Data-Mining the Foundational Patents of Photovoltaic Materials: An Application of Patent Citation Spectroscopy

Journal of Scientometric Research,,2018,7,2,79-83.
Published:August 2018
Type:Research Article

Jordan A Cominsand Loet Leydesdorff2*

1Social and Behavioral Sciences Department, The MITRE Corporation, McLean, VA, UNITED STATES.

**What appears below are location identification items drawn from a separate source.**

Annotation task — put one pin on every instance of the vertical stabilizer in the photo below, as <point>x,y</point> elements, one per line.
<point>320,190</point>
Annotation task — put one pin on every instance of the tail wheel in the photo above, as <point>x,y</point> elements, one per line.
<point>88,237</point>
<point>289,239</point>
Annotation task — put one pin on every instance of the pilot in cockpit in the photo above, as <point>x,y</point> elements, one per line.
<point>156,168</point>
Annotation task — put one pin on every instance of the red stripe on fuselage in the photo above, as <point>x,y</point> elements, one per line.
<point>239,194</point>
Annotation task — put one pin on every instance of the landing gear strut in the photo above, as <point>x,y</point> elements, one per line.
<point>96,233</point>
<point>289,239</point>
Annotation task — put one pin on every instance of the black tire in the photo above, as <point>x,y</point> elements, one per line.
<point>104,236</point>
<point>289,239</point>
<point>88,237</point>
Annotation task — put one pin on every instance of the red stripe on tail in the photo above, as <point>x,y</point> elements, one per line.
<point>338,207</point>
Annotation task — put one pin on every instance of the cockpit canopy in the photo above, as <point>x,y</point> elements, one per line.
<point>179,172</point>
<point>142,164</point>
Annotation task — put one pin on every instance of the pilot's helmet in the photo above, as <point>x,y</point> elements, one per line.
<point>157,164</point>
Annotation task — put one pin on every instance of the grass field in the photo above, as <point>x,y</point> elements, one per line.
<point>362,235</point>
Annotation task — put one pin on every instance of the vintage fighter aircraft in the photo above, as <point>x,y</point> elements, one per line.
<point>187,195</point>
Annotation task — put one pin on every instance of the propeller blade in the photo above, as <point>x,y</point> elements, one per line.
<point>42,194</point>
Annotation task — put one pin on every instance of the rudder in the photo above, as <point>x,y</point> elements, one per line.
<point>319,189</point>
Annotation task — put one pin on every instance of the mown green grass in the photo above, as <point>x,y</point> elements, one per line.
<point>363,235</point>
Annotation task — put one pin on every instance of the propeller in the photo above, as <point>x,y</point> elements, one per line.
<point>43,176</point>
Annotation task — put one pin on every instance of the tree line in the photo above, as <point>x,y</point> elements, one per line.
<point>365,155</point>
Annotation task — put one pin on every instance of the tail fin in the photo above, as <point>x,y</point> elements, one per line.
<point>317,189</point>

2Amsterdam School of Communication Research (ASCoR), University of Amsterdam, PO Box 15793, 1001 NG Amsterdam, NETHERLANDS.

Abstract:

Patents branch out in tree-like structures along trajectories. The historical root or seminal, patent can be followed using sequences of patent citations. The algorithmic method of PCS presented in this study provides a solution to the problem where to begin the analysis of a technological development. PCS enables the user to retrieve the fundamental patent in any technological domain using a topical search. This application thus orients the user strategically. To illustrate the value of PCS, we provide the results of a search for the seminal patents of the nine CPC subclasses pertaining to photovoltaic solar cells, a key area of technological innovation. Research and development (R&D) in photovoltaic devices continues to yield greater efficiencies, offering the potential to lower the cost of solar energy.[1] As these advances in solar technology become primed for penetrating the global energy system, an understanding of the key patents and inventors in photovoltaic materials will assist decision-makers in understanding the R&D landscape.[2] We demonstrate that such searches are easily completed via PCS in each of the nine CPC subclasses. Searches of scholarly article databases validated the results obtained through PCS in five of the nine classes.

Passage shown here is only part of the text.